The document confirmed that the all-time high student migration to the UK hit in 2021 was following the rebound after the “substantial reduction” in international student numbers as a result of the pandemic.
Photo: The Migration Observatory
The Migration Observatory said that the 244,000 visas issued in Q3 2021 – more than in any other quarter since 2005 when the latest Home Office datasets began being recorded – could be down to the 2020/21 cohort of students delaying their applications for student visas due to the pandemic when remote learning was introduced.
According to research from QS in 2021, the UK was seen as a “much more attractive” and “welcoming” destination by prospective students, while agents have also more recently suggested they will place “significantly more” students in UK than they did during the pandemic.

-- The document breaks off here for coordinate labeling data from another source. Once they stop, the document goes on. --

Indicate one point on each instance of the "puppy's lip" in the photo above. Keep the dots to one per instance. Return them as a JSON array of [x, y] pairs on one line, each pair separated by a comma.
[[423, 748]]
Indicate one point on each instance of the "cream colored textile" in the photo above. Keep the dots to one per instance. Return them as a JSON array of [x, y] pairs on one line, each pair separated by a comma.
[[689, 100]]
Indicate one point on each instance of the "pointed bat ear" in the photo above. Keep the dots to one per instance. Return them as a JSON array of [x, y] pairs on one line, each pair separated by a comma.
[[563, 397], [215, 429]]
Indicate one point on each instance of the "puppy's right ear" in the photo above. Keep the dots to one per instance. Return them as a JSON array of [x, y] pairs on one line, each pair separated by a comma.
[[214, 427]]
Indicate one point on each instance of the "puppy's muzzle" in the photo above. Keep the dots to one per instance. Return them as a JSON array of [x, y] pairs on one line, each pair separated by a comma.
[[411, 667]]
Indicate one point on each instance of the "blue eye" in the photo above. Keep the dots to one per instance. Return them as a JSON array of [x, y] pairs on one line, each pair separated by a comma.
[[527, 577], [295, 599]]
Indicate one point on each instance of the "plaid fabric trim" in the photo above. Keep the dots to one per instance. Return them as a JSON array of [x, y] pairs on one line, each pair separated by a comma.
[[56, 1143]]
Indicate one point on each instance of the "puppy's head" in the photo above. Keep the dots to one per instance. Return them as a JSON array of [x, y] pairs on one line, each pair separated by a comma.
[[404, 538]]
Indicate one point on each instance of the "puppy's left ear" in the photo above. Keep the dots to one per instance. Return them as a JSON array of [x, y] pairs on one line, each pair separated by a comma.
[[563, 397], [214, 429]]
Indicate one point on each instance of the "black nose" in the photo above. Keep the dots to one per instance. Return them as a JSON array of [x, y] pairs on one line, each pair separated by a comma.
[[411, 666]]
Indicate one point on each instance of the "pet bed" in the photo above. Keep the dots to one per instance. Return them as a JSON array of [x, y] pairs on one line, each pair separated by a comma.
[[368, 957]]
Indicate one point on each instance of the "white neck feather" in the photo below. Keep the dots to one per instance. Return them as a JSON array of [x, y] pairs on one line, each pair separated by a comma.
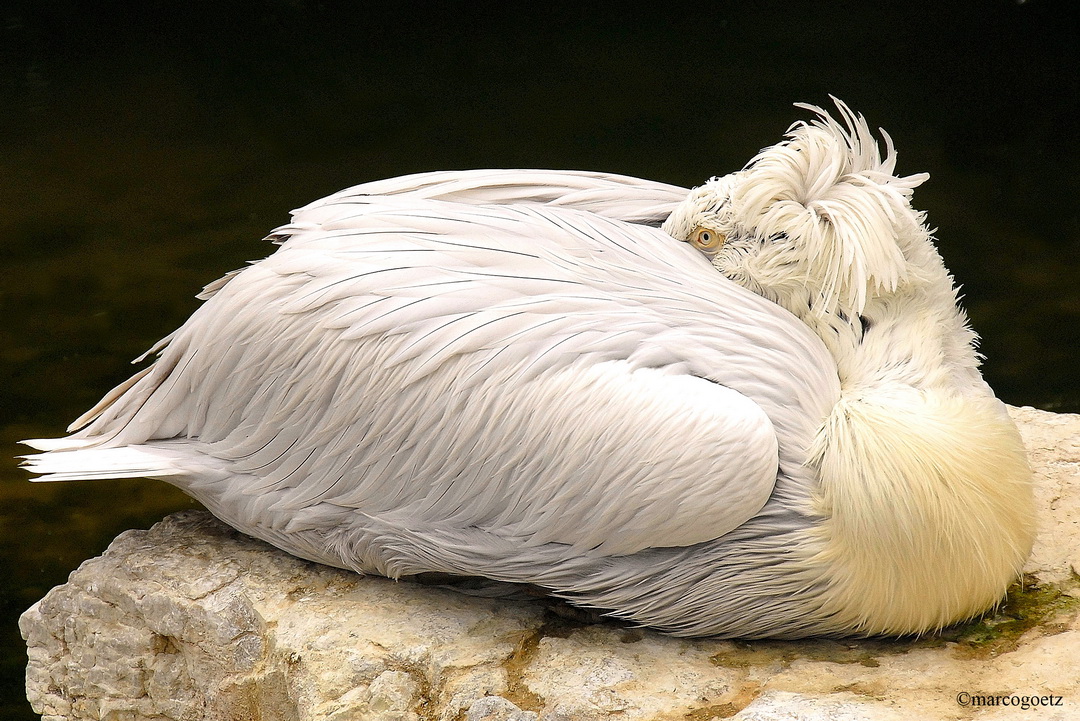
[[925, 486]]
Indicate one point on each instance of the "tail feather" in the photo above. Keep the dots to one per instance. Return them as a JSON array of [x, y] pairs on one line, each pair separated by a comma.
[[98, 463]]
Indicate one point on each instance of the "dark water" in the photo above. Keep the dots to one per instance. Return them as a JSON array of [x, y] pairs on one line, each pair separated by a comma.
[[146, 148]]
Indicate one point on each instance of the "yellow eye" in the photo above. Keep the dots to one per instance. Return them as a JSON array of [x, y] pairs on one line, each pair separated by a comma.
[[706, 240]]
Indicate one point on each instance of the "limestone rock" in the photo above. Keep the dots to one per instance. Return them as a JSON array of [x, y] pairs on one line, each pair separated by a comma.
[[192, 621]]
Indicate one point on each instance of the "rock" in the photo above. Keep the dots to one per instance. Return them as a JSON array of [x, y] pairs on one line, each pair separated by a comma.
[[191, 620]]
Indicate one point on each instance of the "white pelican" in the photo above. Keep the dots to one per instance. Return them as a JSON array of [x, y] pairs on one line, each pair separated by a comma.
[[777, 429]]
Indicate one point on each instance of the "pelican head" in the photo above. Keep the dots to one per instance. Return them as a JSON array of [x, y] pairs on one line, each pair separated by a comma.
[[818, 223]]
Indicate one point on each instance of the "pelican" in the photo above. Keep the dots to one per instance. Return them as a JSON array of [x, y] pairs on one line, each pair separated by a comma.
[[753, 409]]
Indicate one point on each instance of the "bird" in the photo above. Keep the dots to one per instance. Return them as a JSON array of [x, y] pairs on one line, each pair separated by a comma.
[[752, 409]]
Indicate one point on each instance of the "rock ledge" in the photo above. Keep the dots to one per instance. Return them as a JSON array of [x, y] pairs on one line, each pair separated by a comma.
[[191, 621]]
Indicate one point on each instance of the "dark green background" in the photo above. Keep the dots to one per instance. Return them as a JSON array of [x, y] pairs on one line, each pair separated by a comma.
[[146, 147]]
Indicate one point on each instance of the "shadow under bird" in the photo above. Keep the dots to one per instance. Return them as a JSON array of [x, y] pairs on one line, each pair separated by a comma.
[[752, 409]]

The new research also noted that EU student applications fell by around 50% from 2020 to 2022, which the independent migration data analyst said was down to the need to apply for visas, higher international student tuition fees and not being able to access government-subsidised loans as a result of Brexit.
In 2021, UCAS reported a 56% decline in accepted applicants from EU countries, with numbers falling from 22,430 in 2020 to 9,820 in 2021. Experts have suggested that Ireland, the Netherlands and Germany are some countries which EU students are favouring above the UK.
Non-EU student tuition fee payments “contribute a relatively large share of UK universities’ total annual income”, the analysis added. Representing 16% of all students in UK higher education in 2020/21, non-EU students contributed 17% of UK universities’ total annual income.
“By contrast, the tuition fee payments of UK-domiciled students, who make up 78% of all UK HE students, contributed 31% of UK universities’ total annual income, while EU students, who made up 6% of total students, contributed 3%,” it noted, pointing to HESA statistics.
In the 2000/01 academic year, non-EU student tuition fee income accounted for only 5% of UK higher education’s total income.
It also found that the majority of non-EU students leave the UK after their studies, indicating that at least 98% of non-EU students “left on time for those whose visas expired in the year ending March 2020”.
For the “low numbers” of students remaining in the UK five years after arriving in the country and want to settle, they tend to take 10 years to do so, it added.